Ogni anno in Europa vengono rubati oltre 400.000 veicoli e di questi 200.000 spariscono nel nulla. Per contrastare questo crescente fenomeno LoJack Italia e altri 8 operatori internazionali (ABS Network BV, Detector S.A., LoJack S.A., Tracker Detector GmbH, Tracker Network Ltd, Traquer S.A., VSR Deutschland GmbH, VSR Österreich GmbH, VSR Schweiz GmbH) esperti in soluzioni per il recupero di veicoli rubati hanno deciso di unire i loro sforzi, risorse e competenze creando una nuova Associazione denominata ETNA (European Tracking Network Association), un network europeo specializzato nel rilevamento e recupero veicoli rubati.

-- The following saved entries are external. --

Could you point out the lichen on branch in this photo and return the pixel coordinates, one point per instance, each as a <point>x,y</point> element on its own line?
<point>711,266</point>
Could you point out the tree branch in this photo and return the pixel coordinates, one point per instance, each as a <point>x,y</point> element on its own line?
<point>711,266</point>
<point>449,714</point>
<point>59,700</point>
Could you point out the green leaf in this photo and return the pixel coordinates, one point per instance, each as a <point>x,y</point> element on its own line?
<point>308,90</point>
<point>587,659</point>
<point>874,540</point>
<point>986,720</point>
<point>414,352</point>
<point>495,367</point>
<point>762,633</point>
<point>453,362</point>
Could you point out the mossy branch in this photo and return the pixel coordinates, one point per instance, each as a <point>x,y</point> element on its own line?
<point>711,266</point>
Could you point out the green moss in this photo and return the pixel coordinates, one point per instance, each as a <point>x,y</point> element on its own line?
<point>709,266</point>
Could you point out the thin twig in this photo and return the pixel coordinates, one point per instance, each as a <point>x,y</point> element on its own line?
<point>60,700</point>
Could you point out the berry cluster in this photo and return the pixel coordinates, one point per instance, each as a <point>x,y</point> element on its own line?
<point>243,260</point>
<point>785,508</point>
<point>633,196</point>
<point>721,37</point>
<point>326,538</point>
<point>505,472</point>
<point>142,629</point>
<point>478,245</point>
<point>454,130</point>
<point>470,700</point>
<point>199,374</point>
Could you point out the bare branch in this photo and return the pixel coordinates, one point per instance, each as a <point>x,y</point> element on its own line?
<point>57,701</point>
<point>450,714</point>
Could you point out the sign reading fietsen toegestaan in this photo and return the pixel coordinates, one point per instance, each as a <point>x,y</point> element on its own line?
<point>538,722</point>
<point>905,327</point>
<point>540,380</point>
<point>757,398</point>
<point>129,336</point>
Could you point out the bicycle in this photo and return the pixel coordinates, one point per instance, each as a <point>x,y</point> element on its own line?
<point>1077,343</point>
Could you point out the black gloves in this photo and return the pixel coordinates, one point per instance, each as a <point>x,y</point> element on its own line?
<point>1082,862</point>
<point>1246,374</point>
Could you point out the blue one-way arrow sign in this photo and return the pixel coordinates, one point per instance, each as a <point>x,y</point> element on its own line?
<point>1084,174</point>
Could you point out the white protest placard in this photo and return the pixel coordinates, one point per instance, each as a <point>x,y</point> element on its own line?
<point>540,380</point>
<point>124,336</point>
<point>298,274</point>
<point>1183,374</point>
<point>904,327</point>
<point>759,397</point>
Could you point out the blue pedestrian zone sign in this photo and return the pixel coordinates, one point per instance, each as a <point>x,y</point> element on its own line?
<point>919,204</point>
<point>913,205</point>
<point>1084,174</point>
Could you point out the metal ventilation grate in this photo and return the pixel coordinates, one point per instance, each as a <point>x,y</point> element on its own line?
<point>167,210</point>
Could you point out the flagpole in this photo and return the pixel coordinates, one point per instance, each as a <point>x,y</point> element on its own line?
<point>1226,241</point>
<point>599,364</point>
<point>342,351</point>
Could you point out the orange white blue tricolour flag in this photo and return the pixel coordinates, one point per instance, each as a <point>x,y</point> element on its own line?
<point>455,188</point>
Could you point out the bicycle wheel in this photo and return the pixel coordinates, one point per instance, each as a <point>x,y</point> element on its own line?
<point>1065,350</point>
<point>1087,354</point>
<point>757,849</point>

LA TECNOLOGIA CONTRO I FURTI
Obiettivo delle aziende partner, che operano in 12 paesi (Regno Unito, Paesi Bassi, Belgio, Lussemburgo, Germania, Polonia, Svizzera, Austria, Italia, Francia, Spagna e Portogallo), è guidare verso il massimo risultato i servizi di recupero dei veicoli rubati sull’intero territorio europeo attraverso l’utilizzo congiunto di tre tecnologie: la radio-frequenza (utilizzata da LoJack); il geoposizionamento basato sul segnale GPS; il geoposizionamento basato sul segnale GSM. Le aziende che fanno parte dell’ETNA collaborano già oggi quotidianamente in operazioni internazionali, ma lo scopo di questa nuova iniziativa è duplice: espandere le operazioni di recupero dei veicoli rubati verso nuovi territori a nord, est e sud del continente, rafforzare e semplificare le procedure per una risposta più veloce, in particolare grazie all'istituzione di un Centro di Comando Europeo di Sorveglianza.

ITALIA ZONA A RISCHIO
Quest’iniziativa arriva in un momento in cui il furto di auto in molti paesi europei è diventato un problema crescente. I dati annunciati nel corso della conferenza 2012 dell’International Association of Auto Theft Investigators (IAATI) rivelano che oltre 400.000 veicoli in tutta Europa vengono rubati ogni anno, e meno del 50% di questi vengono recuperati. Ttuttavia, la percentuale di recupero sale al 90% se il veicolo è munito di un dispositivo di tracciamento. La conferenza IAATI ha, inoltre, evidenziato che le zone maggiormente a rischio furto sono Regno Unito, Italia, Germania e Francia, tutti territori coperti dall'iniziativa ETNA. La maggior parte dei furti di veicoli è perpetrato da bande organizzate, che utilizzano metodi simili in tutta Europa, tra i quali sono sempre più diffusi i dispositivi ad alta tecnologia e le reti internazionali per trasportare i beni rubati.